According to the draft, without proper supervision such digital currencies could be used for money laundering, financing terrorism and proliferation of weapons of mass destruction, they could jeopardize market integrity, governance and undermine legal certainty.

“The G7 continues to argue that no global stealcoin project should start work unless it properly complies with relevant legislative, regulatory and oversight requirements through proper design and adherence to applicable standards,” the draft said.

Stabilcoins are tied to a traditional currency or basket of assets and are used for payment or value retention.

In April, the Financial Stability Board (FSB) of the G20 made 10 recommendations on the general international approach to regulating the stelecoins proposed by the Facebook social network giant offering the Libra stelecoins.

The G7 project notes that a number of G7 bodies are studying the opportunities and risks associated with digital currencies of central banks (CBDC).

The European Central Bank said this month it needs time to prepare for the digital euro in addition to banknotes, and its head Christine Lagarde said Monday that the bank is “very seriously” considering a digital euro.

The Bank of England has also begun consultations on the digital pound sterling, but the Bank of Japan and the Federal Reserve have so far fallen into the background.

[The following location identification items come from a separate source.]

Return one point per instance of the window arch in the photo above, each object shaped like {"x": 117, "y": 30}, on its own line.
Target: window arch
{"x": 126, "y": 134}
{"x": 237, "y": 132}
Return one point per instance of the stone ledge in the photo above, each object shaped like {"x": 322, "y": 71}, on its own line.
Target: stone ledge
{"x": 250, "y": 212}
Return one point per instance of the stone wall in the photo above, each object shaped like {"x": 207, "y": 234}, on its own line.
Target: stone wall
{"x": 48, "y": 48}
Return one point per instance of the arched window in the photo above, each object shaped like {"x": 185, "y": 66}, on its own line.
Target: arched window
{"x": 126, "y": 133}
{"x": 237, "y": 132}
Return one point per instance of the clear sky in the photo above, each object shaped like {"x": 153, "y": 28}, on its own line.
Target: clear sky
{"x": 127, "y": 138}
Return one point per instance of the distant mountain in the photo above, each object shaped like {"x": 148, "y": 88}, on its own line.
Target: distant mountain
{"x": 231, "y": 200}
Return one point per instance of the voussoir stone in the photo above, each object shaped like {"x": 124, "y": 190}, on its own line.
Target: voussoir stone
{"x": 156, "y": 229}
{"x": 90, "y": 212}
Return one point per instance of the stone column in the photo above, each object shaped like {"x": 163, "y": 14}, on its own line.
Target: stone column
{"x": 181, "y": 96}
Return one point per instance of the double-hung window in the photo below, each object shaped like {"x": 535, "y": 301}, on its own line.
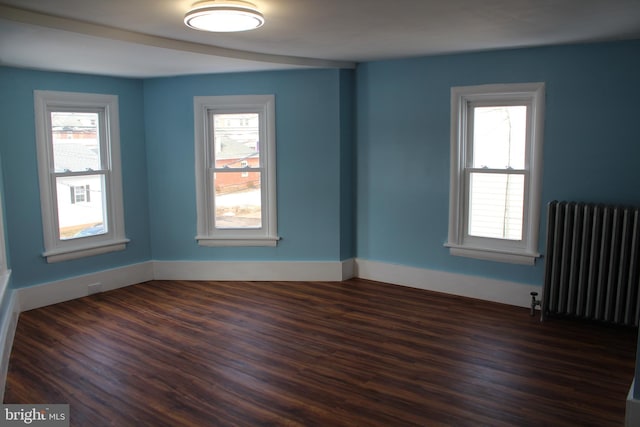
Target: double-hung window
{"x": 78, "y": 143}
{"x": 235, "y": 170}
{"x": 496, "y": 169}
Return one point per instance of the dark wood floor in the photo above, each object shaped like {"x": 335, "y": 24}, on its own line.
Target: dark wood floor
{"x": 356, "y": 353}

The G7 project is also concerned about the growing threat of extortion software attacks, which are intensifying as the COVID-19 pandemic has shifted economic activity on the Internet.

“These attacks, which often involve payments in crypto assets, threaten our core functions as well as our collective security and prosperity. We affirm our determination to combat this threat both collectively and individually,” the draft regulatory document said.